S’il reste un obstacle pour passer à Linux, c’est sans doute la peur des ordinateurs. Elle n’est pas liée à Linux, évidemment. Elle existe aussi pour Windows. Il ne faut pas avoir peur de la machine pour partir à la découverte d’un système. Ça vous semble peut-être un peu ridicule si vous êtes du genre à comprendre instinctivement la signification des menus et sous-menus d’administration, mais la plupart des personnes normalement constituées considèrent une machine comme une boîte noire et n’ont aucune envie de savoir comment ça peut fonctionner.
Si j’ai pu réussir cette transition, c’est que je n’ai pas eu peur de me planter, de cliquer sur le mauvais bouton, de faire des erreurs. Et que je connais plutôt bien les ordinateurs (par rapport à la moyenne, pas vraiment en comparaison de quelques linuxiens qui ont commenté les épisodes de ce journal !). Dans ces conditions, passer à Ubuntu est un jeu d’enfant. Même s’il faut lire quelques modes d’emploi de temps en temps.

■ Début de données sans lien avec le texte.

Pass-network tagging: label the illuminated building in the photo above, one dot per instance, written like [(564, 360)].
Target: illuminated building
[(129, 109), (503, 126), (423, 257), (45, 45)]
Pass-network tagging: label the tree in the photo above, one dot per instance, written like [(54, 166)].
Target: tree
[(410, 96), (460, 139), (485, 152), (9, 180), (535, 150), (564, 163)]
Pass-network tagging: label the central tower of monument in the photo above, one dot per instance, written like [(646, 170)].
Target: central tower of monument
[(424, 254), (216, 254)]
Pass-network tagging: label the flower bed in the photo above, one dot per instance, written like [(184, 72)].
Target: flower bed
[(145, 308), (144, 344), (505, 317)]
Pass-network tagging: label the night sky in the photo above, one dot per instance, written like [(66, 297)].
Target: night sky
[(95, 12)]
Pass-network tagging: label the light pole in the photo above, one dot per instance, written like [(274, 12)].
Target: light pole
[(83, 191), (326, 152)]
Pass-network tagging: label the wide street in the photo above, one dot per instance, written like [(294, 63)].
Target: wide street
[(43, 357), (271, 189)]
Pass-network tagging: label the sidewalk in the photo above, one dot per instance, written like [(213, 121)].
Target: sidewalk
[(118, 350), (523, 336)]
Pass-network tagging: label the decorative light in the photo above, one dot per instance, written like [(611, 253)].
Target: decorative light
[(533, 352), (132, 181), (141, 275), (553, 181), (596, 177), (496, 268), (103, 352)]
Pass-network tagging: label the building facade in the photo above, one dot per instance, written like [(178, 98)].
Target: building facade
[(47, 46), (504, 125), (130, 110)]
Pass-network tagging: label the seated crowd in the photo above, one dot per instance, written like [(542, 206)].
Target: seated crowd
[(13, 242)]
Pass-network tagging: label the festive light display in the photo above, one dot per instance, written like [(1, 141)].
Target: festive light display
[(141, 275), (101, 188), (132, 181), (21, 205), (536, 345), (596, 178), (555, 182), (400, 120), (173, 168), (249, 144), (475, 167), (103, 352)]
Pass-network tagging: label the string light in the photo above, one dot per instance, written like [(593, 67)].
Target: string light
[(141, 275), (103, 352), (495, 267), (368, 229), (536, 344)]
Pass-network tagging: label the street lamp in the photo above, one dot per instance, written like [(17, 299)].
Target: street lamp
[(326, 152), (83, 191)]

Au final, je pense qu’Ubuntu est une plus jolie “boite noire” que Windows. S’il fallait aujourd’hui que j’installe un système pour un ami qui n’est pas fondu de jeux vidéo, je pense qu’Ubuntu serait le choix le plus judicieux. Ne serait-ce que pour la sécurité de son ordinateur, la simplicité de l’ajout de nouveaux logiciels ou encore l’ergonomie finalement très bien pensée de l’ensemble. Une fois qu’on a un Ubuntu bien installé qui tourne comme il faut, l’utilisation au quotidien est un vrai plaisir.
Merci en tout cas d’avoir été aussi nombreux à suivre ce journal. D’ici quelques jours, je vais me mettre à la rédaction de chroniques consacrées aux jeux natifs sous Linux pour voir comment on peut s’amuser avec ce système. Ce sera aussi peut-être l’occasion de revenir sur quelques idées reçues.
Mais pour vraiment conclure le journal d’un novice, je vous propose une sorte d’« interview inversée » pour mercredi. Si vous avez des questions à propos de cette chronique, sur un épisode en particulier ou sur l’expérience en général, posez-les dans les réactions à cet article.
Je vous laisse, je dois aller m’acheter un t-shirt.